Children aged 2 months to 18 years hospitalized with CAP were prospectively enrolled. All participants underwent detailed clinical assessment, laboratory investigations (CBC, CRP), lung ultrasonography, serial chest radiographs, and chest CT when lung necrosis was suspected based on LUS or radiographic findings. The m-LUScore was recorded on the first and fifth days of admission.

Results

Among 161 children fulfilling the inclusion criteria for CAP, 42 had necrotizing pneumonia and 119 had non-necrotizing pneumonia. On day 1, the mean m-LUScore was significantly higher in NP than in non-NP cases (15.05 vs. 11.27, p < 0.001). A similar difference was observed on day 5 (15.64 vs. 8.65, p < 0.001).

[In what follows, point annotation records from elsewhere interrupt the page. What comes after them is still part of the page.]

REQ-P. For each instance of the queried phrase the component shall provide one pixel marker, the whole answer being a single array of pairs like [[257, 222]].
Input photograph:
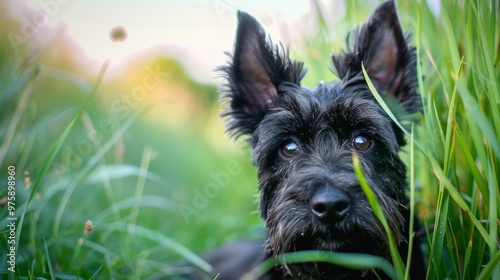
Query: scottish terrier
[[303, 141]]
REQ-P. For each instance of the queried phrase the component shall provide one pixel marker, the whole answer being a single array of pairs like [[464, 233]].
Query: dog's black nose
[[330, 204]]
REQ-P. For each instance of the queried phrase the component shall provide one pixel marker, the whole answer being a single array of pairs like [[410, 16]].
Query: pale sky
[[194, 31]]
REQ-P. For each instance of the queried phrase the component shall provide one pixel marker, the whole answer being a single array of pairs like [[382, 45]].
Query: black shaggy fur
[[303, 142]]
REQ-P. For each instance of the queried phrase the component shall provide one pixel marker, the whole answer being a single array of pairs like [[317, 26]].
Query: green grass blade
[[379, 213], [56, 147], [348, 260], [49, 261]]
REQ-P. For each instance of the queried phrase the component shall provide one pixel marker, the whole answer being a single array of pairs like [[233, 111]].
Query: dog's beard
[[292, 227]]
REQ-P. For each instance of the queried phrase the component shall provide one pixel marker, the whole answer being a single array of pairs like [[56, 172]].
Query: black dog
[[303, 142]]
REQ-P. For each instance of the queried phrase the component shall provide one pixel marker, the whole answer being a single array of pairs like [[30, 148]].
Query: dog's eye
[[290, 149], [362, 143]]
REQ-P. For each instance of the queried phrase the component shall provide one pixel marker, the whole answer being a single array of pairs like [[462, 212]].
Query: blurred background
[[147, 162]]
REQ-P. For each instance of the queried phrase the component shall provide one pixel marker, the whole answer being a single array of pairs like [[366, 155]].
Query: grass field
[[140, 169]]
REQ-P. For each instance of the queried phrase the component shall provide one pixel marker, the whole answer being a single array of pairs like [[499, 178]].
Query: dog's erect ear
[[388, 59], [253, 76]]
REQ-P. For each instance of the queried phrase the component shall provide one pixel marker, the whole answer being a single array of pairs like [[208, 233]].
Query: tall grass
[[130, 186]]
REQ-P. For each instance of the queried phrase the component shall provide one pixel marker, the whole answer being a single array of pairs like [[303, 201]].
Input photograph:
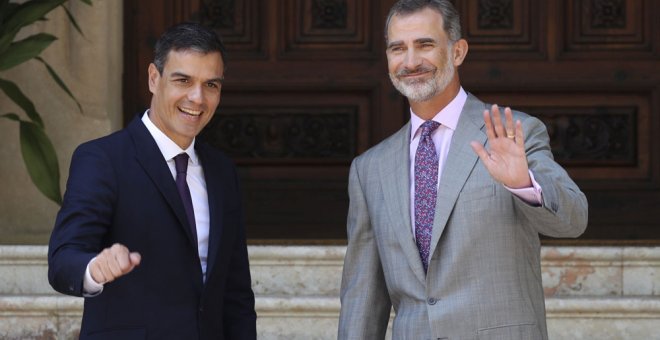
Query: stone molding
[[595, 292]]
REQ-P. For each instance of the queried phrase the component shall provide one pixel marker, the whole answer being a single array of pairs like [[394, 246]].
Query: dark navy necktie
[[426, 189], [181, 164]]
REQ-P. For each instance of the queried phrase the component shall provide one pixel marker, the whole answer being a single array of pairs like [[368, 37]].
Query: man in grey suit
[[445, 215]]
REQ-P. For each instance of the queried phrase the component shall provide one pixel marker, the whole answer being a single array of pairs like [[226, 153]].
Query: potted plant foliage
[[36, 148]]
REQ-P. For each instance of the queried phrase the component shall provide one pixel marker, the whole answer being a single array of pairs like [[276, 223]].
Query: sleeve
[[365, 302], [564, 208], [83, 219]]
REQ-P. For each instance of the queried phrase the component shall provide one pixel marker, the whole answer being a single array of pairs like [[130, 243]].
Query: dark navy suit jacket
[[120, 190]]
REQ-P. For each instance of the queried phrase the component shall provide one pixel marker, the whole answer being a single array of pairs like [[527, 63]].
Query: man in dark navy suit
[[151, 229]]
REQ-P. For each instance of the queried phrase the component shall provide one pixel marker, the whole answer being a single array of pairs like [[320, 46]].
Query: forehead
[[426, 23], [192, 63]]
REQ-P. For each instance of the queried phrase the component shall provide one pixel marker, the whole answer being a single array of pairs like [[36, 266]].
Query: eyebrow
[[212, 80], [417, 41]]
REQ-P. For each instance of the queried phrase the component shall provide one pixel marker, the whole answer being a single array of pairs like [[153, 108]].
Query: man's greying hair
[[187, 36], [450, 17]]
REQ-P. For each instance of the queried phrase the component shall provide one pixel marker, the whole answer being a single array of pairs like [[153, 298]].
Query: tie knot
[[181, 163], [428, 127]]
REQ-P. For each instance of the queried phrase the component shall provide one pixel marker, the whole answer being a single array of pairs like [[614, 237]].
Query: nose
[[412, 59], [196, 94]]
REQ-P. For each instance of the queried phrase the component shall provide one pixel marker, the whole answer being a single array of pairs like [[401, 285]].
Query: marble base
[[591, 293]]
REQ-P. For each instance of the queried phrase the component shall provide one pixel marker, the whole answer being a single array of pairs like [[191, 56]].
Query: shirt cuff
[[90, 287], [532, 195]]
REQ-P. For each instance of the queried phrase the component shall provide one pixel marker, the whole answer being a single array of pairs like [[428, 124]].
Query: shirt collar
[[167, 147], [448, 116]]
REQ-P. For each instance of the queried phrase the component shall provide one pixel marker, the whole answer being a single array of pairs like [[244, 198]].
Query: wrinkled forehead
[[422, 24]]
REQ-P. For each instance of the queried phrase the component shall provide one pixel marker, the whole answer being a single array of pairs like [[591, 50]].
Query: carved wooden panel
[[285, 135], [626, 27], [595, 136], [511, 28], [328, 29]]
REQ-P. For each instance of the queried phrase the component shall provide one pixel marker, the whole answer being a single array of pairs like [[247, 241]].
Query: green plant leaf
[[29, 12], [6, 38], [11, 116], [72, 20], [16, 95], [24, 50], [40, 160], [60, 82]]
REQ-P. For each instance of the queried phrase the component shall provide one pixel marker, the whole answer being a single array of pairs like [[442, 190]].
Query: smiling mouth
[[190, 112]]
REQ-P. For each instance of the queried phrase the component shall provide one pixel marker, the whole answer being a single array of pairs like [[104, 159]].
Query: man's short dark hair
[[450, 17], [187, 36]]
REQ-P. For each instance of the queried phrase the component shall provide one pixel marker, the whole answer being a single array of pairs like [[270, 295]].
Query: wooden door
[[307, 91]]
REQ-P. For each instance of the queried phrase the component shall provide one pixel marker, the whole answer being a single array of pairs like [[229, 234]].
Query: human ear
[[154, 77], [460, 49]]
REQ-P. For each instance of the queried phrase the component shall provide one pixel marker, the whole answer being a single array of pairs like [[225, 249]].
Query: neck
[[428, 109]]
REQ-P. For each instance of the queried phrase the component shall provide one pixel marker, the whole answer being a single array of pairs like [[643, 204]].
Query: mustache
[[420, 69]]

Logistic regression analysis identified the m-LUScore on both days as an independent detector of necrotizing pneumonia.

Conclusions

Lung ultrasound is a sensitive and practical diagnostic tool for identifying necrotizing pneumonia in children. The m-LUScore provides a simple, noninvasive, and cost-effective method for detecting lung necrosis, especially valuable in settings with limited access to CT imaging.

Impact

Necrotizing pneumonia is a severe complication of community-acquired pneumonia in children, often requiring CT imaging for confirmation.

LUS can serve as a reliable and noninvasive alternative to CT for early detection of necrotizing pneumonia in resource-limited settings.

The modified Lung Ultrasound Score (m-LUScore) can independently detect necrotizing pneumonia as early as the first day of admission.